Banks are undertaking foreclosure proceedings on defaulted home loans at a record rate. This process has left many people homeless. However, there are still some that are left wondering, "What is a foreclosure?".
Foreclosure is the legal process by which a bank or other lender forces the sale of a home on which they own the mortgage. It can not be undertaken until the homeowner is behind by a certain number of payments on that mortgage. In most cases, it will not be undertaken until the bank is fairly certain that the owner has no intention of paying the loan in full.
The process begins with a bank or lender sending the owner a letter of demand stating that all past due payments must be caught up to date by a certain time. The condition is that failure to do so or to make satisfactory arrangements with the lender will result in the acceleration of the loan so that the full amount is due.
The next step is the for the local police or sheriff's department to receive a notice of foreclosure that must be served on the property. This notice will detail when the homeowner must vacate the premises preparatory to the property being sold at auction.
On the date named on the Notice of Foreclosure, the sheriff will sell the home or property at auction to the highest bidder. The proceeds of the sale are turned over to the lender as payment on the mortgage. In almost all cases, the lender loses money on the loan by undertaking this process. In many cases, the deficit in payment becomes an unsecured debt on the part of the homeowner and subject to judgments, wage garnishments, etc.

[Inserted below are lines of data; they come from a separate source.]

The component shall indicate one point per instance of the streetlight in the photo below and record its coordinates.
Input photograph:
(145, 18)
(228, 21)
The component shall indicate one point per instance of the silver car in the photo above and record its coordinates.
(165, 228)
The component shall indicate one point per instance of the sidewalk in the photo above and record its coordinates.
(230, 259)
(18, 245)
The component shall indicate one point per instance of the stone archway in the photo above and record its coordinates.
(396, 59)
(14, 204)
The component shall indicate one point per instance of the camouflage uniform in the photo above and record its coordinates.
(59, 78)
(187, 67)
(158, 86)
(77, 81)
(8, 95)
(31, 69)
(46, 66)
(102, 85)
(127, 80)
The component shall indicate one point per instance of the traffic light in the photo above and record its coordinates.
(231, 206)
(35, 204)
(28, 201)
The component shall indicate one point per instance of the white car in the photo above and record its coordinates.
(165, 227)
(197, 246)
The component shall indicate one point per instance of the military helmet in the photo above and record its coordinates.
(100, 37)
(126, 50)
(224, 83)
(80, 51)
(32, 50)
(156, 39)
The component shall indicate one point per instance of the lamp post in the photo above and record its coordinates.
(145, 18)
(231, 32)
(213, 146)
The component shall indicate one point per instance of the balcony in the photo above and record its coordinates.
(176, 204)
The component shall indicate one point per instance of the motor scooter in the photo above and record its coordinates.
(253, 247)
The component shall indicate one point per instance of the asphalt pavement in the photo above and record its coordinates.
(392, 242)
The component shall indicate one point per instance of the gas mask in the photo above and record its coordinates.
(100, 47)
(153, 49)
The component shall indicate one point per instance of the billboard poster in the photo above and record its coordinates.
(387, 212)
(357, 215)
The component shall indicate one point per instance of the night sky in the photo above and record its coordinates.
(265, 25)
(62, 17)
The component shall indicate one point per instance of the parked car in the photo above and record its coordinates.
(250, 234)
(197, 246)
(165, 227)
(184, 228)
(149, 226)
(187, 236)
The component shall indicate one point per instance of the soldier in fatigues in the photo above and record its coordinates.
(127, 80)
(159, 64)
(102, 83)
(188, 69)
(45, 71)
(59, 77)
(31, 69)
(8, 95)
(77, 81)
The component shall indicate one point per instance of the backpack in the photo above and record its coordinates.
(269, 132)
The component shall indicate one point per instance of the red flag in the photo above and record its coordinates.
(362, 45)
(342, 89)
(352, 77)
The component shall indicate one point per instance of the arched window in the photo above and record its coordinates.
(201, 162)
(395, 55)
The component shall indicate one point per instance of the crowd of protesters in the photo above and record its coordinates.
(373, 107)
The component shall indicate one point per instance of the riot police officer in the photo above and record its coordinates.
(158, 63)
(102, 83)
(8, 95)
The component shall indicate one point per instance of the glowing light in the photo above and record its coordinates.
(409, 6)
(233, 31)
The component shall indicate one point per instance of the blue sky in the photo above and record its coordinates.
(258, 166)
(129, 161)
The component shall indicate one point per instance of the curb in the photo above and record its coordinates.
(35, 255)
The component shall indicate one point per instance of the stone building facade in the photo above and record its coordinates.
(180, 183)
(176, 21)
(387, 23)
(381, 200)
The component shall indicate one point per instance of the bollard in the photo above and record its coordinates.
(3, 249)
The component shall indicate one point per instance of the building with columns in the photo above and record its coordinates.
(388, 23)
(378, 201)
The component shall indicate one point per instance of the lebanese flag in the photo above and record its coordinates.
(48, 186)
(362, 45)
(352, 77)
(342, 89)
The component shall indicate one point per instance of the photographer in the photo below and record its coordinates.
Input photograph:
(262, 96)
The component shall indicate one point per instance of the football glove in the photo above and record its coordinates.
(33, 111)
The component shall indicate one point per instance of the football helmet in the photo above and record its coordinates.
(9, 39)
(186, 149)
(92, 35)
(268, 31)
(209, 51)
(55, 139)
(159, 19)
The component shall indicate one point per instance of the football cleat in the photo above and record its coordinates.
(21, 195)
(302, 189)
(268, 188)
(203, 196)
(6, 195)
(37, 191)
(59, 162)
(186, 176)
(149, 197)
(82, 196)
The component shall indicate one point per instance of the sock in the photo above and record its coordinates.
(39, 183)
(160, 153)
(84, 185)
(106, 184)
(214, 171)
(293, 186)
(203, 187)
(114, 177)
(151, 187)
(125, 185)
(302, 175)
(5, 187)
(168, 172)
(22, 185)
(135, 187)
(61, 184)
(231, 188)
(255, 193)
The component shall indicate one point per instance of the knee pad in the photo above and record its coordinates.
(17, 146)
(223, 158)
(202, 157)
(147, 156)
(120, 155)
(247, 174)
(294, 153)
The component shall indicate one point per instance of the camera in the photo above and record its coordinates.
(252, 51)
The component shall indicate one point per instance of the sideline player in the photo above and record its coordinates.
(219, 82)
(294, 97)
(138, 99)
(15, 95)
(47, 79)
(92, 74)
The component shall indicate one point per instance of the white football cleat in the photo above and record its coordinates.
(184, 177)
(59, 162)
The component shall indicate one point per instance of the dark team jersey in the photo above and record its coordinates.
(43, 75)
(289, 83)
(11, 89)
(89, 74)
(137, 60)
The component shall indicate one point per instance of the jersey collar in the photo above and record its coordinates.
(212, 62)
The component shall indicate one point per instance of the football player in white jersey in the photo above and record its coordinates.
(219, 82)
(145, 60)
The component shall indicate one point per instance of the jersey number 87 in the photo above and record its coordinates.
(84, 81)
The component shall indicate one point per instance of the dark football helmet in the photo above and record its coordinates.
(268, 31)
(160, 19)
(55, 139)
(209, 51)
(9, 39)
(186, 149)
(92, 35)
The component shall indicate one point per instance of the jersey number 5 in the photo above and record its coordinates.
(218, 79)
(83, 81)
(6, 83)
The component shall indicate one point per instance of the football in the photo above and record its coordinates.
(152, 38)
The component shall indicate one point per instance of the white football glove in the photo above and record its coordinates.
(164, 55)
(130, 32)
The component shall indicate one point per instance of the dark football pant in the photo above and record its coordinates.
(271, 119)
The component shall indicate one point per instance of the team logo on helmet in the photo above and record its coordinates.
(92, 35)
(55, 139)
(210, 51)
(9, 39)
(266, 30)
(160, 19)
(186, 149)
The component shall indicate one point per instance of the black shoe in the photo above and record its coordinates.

Once the process is complete, the person or persons who defaulted on the loan have no interest in the property whatsoever, regardless of the number of years they had paid on the mortgage or the equity they had built up in the property. The lender also has no interest in the property unless they finance the purchase at auction, which is unlikely.
Fortunately, there are several points along the way in the process where the owner may contact the lender and make satisfactory arrangements to repay the loan. This may be in the form of a forebearance on past due payments, loan modification to produce lower payments and/or extend the length of the loan, or completely refinancing at a lower interest rate for a longer term.

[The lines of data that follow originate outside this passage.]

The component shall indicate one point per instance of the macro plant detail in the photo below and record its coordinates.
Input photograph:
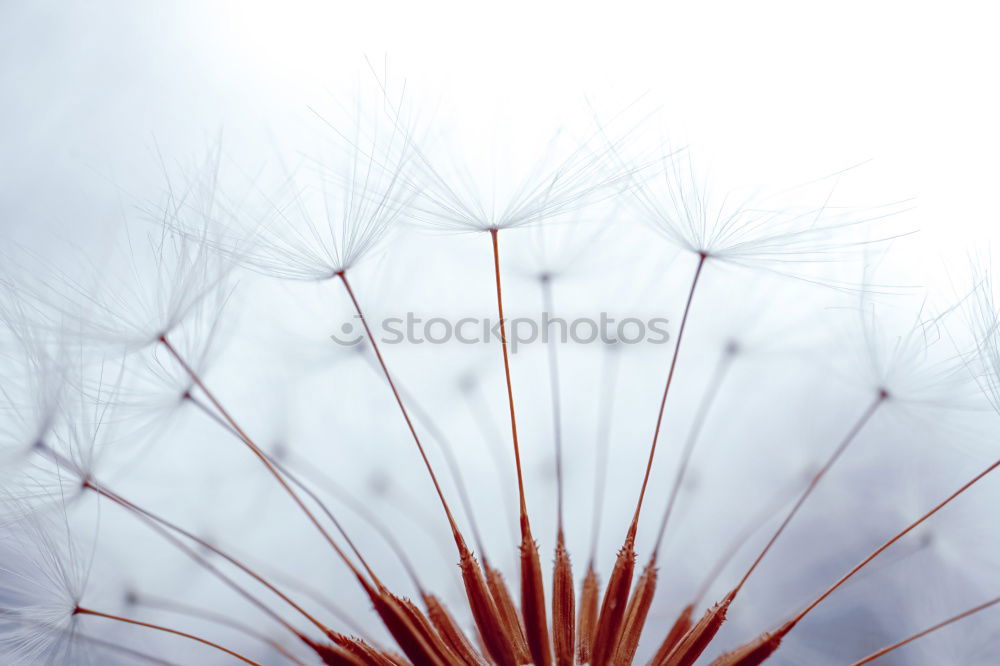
(194, 473)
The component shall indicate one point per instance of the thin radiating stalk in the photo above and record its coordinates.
(479, 410)
(548, 305)
(642, 596)
(164, 527)
(609, 385)
(301, 486)
(448, 450)
(216, 618)
(532, 588)
(613, 609)
(834, 457)
(701, 416)
(168, 630)
(590, 590)
(687, 651)
(398, 619)
(920, 634)
(563, 601)
(762, 647)
(259, 453)
(402, 408)
(484, 610)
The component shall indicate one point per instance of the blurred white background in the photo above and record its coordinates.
(771, 93)
(768, 94)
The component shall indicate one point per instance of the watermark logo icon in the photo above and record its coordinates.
(521, 331)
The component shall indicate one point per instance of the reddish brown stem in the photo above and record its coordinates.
(217, 618)
(157, 627)
(972, 611)
(259, 453)
(156, 521)
(510, 389)
(878, 551)
(851, 435)
(666, 391)
(699, 421)
(295, 480)
(402, 408)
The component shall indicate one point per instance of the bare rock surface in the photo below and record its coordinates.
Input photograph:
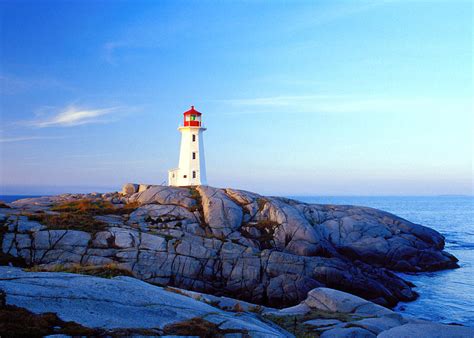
(121, 302)
(125, 304)
(227, 242)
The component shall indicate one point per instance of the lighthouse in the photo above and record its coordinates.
(192, 166)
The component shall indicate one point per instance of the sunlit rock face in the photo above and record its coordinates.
(266, 250)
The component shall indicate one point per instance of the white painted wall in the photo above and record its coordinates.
(183, 175)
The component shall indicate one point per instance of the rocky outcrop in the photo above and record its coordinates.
(126, 306)
(120, 303)
(266, 250)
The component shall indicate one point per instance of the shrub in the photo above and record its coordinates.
(69, 221)
(105, 271)
(94, 207)
(3, 205)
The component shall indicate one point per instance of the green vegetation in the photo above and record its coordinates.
(69, 221)
(105, 271)
(261, 203)
(295, 323)
(94, 207)
(3, 205)
(198, 327)
(79, 215)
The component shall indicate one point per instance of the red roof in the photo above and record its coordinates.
(192, 111)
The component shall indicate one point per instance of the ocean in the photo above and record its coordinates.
(445, 296)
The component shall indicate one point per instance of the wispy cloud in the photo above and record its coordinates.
(10, 84)
(28, 138)
(73, 116)
(346, 104)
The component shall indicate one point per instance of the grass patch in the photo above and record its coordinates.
(4, 206)
(105, 271)
(69, 221)
(295, 323)
(198, 327)
(95, 207)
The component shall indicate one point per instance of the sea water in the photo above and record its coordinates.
(446, 296)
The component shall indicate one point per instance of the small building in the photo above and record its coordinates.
(192, 166)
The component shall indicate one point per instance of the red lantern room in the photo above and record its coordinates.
(192, 118)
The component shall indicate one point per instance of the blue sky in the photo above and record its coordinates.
(299, 97)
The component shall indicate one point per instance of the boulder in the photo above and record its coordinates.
(118, 303)
(268, 250)
(129, 189)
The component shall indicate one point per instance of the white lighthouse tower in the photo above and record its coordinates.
(192, 166)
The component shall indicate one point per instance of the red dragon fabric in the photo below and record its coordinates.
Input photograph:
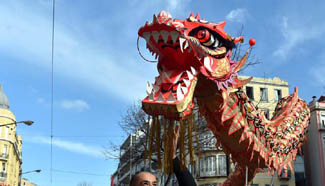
(194, 62)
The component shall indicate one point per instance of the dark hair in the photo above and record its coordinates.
(134, 176)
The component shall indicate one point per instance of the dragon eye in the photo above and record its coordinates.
(206, 38)
(203, 35)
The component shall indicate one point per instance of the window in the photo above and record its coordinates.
(4, 152)
(215, 165)
(283, 175)
(267, 113)
(6, 132)
(263, 93)
(277, 95)
(250, 92)
(222, 165)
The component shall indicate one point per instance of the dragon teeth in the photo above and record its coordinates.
(174, 36)
(158, 80)
(171, 98)
(146, 36)
(184, 90)
(155, 35)
(193, 71)
(154, 19)
(187, 82)
(165, 77)
(181, 41)
(207, 64)
(160, 98)
(186, 44)
(190, 75)
(151, 96)
(149, 88)
(164, 35)
(155, 88)
(179, 94)
(177, 77)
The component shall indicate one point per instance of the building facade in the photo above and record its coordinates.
(10, 145)
(315, 146)
(213, 166)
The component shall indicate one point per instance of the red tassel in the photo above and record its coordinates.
(197, 16)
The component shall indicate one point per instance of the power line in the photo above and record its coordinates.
(52, 87)
(77, 172)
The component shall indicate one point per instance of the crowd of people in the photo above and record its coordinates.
(184, 177)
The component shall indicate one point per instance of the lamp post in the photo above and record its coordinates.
(37, 170)
(20, 173)
(27, 122)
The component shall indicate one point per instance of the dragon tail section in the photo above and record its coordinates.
(285, 133)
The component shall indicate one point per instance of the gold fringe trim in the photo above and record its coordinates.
(165, 147)
(198, 149)
(152, 133)
(158, 150)
(146, 142)
(182, 145)
(170, 145)
(190, 140)
(153, 140)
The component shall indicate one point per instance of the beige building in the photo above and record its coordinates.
(214, 166)
(26, 182)
(10, 145)
(315, 145)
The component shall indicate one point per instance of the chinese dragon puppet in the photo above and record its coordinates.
(195, 61)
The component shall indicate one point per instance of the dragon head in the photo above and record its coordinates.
(185, 49)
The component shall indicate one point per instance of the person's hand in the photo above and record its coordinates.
(175, 140)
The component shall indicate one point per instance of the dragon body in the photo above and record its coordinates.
(194, 61)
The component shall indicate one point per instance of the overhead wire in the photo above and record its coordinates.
(52, 88)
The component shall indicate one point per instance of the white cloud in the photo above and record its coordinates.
(40, 100)
(75, 147)
(25, 34)
(237, 15)
(78, 105)
(294, 36)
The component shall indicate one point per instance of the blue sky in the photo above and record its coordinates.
(98, 72)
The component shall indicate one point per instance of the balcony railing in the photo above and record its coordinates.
(4, 156)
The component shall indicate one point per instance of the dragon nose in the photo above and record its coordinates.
(163, 16)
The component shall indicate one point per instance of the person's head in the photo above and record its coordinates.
(143, 178)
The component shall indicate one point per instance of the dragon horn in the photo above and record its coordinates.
(287, 109)
(242, 61)
(197, 16)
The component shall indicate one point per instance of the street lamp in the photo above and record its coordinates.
(38, 171)
(27, 122)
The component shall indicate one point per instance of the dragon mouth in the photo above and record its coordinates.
(172, 92)
(184, 50)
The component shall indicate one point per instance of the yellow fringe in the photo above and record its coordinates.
(152, 133)
(196, 138)
(170, 145)
(182, 144)
(146, 144)
(165, 147)
(190, 140)
(158, 142)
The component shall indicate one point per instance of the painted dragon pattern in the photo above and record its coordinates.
(194, 61)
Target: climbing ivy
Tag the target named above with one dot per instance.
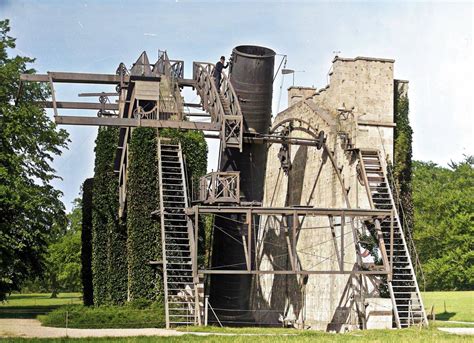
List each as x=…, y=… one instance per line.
x=144, y=236
x=144, y=240
x=402, y=168
x=86, y=247
x=195, y=153
x=109, y=266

Because lenders tend to lose money when they exercise foreclosure proceedings on a property, most are quite happy to work with individuals or families who are experiencing a temporary financial hardship. They will take into account certain factors such as when the family expects to be back on their feet financially, what caused the hardship, plus a few other details.
It is the responsibility of the homeowner to produce financial documents that support the claim of financial hardship and a forecast of when the hardship is expected to end. Most lenders will work with borrowers who keep in contact and show a genuine effort to meet the loan requirements.

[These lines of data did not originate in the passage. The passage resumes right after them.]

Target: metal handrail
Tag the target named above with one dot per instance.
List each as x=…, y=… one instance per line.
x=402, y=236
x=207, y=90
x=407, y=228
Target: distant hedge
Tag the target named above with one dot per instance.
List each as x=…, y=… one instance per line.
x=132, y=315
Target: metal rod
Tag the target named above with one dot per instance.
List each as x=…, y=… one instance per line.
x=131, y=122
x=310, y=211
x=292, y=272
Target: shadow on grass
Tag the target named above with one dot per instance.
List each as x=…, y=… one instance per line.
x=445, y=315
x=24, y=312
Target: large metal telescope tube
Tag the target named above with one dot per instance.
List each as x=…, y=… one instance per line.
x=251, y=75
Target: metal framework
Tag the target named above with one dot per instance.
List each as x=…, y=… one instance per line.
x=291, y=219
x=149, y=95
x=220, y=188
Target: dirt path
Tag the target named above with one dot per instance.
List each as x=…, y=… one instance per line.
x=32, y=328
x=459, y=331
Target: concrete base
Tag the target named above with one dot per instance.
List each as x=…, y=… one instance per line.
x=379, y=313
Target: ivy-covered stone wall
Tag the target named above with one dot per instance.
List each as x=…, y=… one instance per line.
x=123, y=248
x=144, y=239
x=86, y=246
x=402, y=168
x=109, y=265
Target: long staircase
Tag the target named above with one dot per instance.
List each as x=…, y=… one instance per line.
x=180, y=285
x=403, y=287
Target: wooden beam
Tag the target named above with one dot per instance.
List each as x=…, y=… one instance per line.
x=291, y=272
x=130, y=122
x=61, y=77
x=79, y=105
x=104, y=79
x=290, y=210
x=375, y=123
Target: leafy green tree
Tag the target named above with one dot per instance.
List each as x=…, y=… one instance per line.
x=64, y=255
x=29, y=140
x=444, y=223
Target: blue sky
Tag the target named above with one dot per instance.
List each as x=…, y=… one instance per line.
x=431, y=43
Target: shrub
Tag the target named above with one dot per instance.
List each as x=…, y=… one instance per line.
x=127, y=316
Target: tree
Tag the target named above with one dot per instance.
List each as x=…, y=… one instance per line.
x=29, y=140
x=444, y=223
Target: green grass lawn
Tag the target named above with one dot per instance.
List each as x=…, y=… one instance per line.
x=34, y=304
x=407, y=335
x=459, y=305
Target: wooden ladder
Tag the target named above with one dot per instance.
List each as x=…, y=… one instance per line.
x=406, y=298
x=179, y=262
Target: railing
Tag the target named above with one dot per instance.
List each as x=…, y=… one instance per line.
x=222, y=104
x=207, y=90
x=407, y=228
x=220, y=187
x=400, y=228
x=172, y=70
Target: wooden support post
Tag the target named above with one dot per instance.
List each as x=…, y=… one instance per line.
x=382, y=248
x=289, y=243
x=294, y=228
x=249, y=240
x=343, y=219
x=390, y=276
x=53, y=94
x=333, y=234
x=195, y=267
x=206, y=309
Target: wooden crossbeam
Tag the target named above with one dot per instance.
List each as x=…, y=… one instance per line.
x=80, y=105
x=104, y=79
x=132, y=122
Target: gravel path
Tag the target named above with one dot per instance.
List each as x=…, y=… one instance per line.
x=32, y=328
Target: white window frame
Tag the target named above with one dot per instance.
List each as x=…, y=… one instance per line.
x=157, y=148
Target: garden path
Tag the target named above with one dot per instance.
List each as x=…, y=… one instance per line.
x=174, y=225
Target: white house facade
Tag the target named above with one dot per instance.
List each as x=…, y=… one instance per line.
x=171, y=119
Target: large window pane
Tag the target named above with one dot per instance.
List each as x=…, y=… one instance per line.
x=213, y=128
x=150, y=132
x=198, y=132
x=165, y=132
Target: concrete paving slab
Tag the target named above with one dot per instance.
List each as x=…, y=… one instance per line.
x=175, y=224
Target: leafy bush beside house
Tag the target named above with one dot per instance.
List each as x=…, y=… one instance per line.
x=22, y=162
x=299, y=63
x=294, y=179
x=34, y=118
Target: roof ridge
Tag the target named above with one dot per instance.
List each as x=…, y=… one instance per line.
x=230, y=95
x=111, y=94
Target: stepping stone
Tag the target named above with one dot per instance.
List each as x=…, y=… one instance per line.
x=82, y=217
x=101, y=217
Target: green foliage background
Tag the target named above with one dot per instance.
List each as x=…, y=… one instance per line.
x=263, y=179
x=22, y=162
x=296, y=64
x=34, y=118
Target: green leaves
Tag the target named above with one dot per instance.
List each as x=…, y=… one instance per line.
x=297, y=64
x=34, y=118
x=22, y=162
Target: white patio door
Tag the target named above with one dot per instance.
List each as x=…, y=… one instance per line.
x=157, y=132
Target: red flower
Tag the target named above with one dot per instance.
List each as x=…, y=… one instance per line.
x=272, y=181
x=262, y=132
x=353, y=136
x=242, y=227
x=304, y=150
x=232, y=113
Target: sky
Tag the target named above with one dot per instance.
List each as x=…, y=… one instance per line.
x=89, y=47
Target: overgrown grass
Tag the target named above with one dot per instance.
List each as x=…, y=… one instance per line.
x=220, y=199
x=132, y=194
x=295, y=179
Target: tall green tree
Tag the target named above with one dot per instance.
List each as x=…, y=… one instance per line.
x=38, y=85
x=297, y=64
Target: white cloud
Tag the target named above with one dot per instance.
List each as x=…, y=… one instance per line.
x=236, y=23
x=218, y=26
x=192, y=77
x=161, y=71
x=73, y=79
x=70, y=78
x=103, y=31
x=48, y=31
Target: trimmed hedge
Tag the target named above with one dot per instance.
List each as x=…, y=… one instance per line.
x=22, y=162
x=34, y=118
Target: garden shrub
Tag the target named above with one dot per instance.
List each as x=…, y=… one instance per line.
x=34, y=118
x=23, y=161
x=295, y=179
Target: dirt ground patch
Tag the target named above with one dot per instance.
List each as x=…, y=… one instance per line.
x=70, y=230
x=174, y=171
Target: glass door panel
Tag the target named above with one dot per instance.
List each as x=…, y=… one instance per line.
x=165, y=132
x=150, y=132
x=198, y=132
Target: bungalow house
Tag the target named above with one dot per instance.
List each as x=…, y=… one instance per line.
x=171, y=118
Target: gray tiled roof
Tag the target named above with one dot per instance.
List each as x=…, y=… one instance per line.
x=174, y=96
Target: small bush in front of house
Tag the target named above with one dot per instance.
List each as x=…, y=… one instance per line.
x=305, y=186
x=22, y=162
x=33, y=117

Understanding what is a foreclosure can help borrowers find ways to avoid the process and keep their homes. Losing a home to foreclosure can damage a person's credit rating so severely that it becomes almost impossible to obtain financing in the future. This can severely limit the person's ability to purchase another home in the future. It is important to know that, even after the process has begun, there are opportunities for the borrower to halt the process and maintain possession of their home if they are serious about honoring their obligation.